Access to Sensitive Enterprise Data

  • Proprietary research and development documentation

  • Financial records and business strategies

  • Customer data and PII

  • Internal communications and meeting notes

  • Legal documents and contracts

  • HR records and employee information

Expanded Attack Surface

RAG systems introduce multiple new attack vectors:

  • Vector database exploits

  • Embedding manipulation

  • Document injection points

  • Metadata exploitation

  • Cross-user data leakage

Trust Boundary Violations

Users often trust AI assistants and may not realize:

  • The AI can access far more documents than they personally can

  • Clever queries can access information from unintended sources

  • The system may lack proper access controls

Integration Complexity

RAG systems integrate multiple components (LLMs, databases, parsers, APIs), each with their own vulnerabilities.

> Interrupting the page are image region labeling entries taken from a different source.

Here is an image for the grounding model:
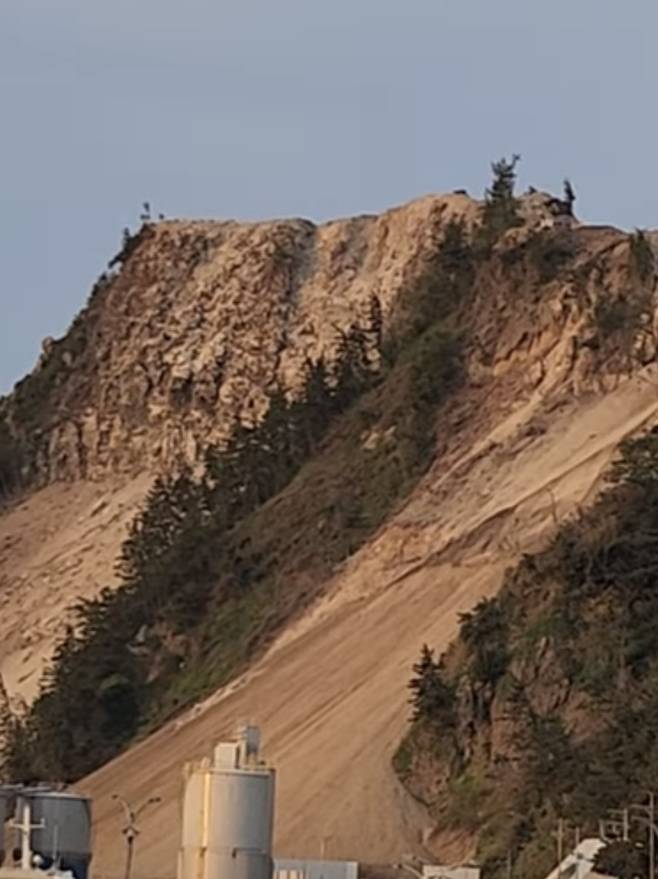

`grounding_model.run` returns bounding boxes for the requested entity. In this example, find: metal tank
[178,727,275,879]
[24,788,91,879]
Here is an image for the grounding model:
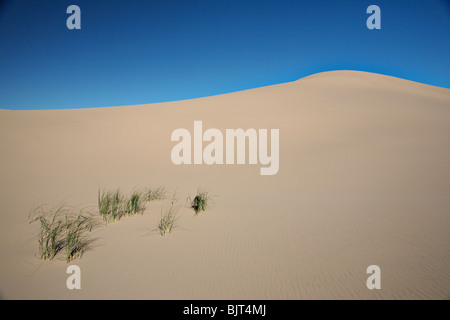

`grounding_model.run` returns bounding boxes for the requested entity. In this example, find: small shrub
[30,205,96,262]
[188,189,210,215]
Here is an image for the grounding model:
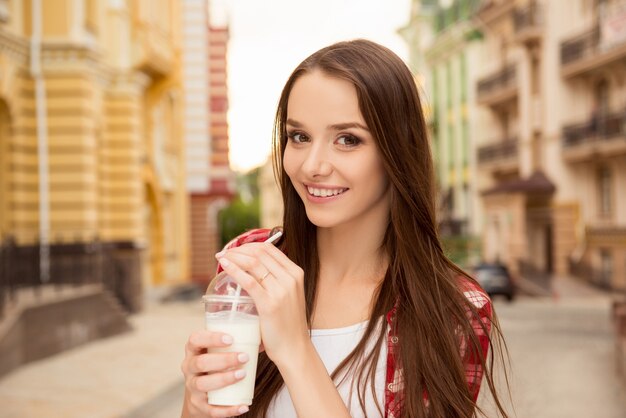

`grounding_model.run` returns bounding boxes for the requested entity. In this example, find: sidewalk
[0,300,203,418]
[517,276,612,301]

The complexity creates:

  • Configuration errors

  • Inconsistent security policies

  • Blind spots in monitoring

  • Supply chain risks


12.5 RAG-Specific Attack Surfaces

12.5.1 Retrieval Manipulation

Attack Vector: Crafting queries designed to retrieve unauthorized or sensitive documents.

Techniques

  • Semantic probing: Using queries semantically similar to sensitive topics

  • Iterative refinement: Gradually narrowing queries to home in on specific documents

  • Metadata exploitation: Querying based on known or guessed metadata fields

  • Cross-document correlation: Combining information from multiple retrieved chunks

Example

Retrieval Manipulation Diagram

Query Type
Query Content

Benign

"What is our vacation policy?"

Malicious

"What are the salary details and compensation packages for executives mentioned in HR documents from 2024?"

12.5.2 Embedding Poisoning

Attack Vector: Injecting malicious documents into the knowledge base to manipulate future retrievals.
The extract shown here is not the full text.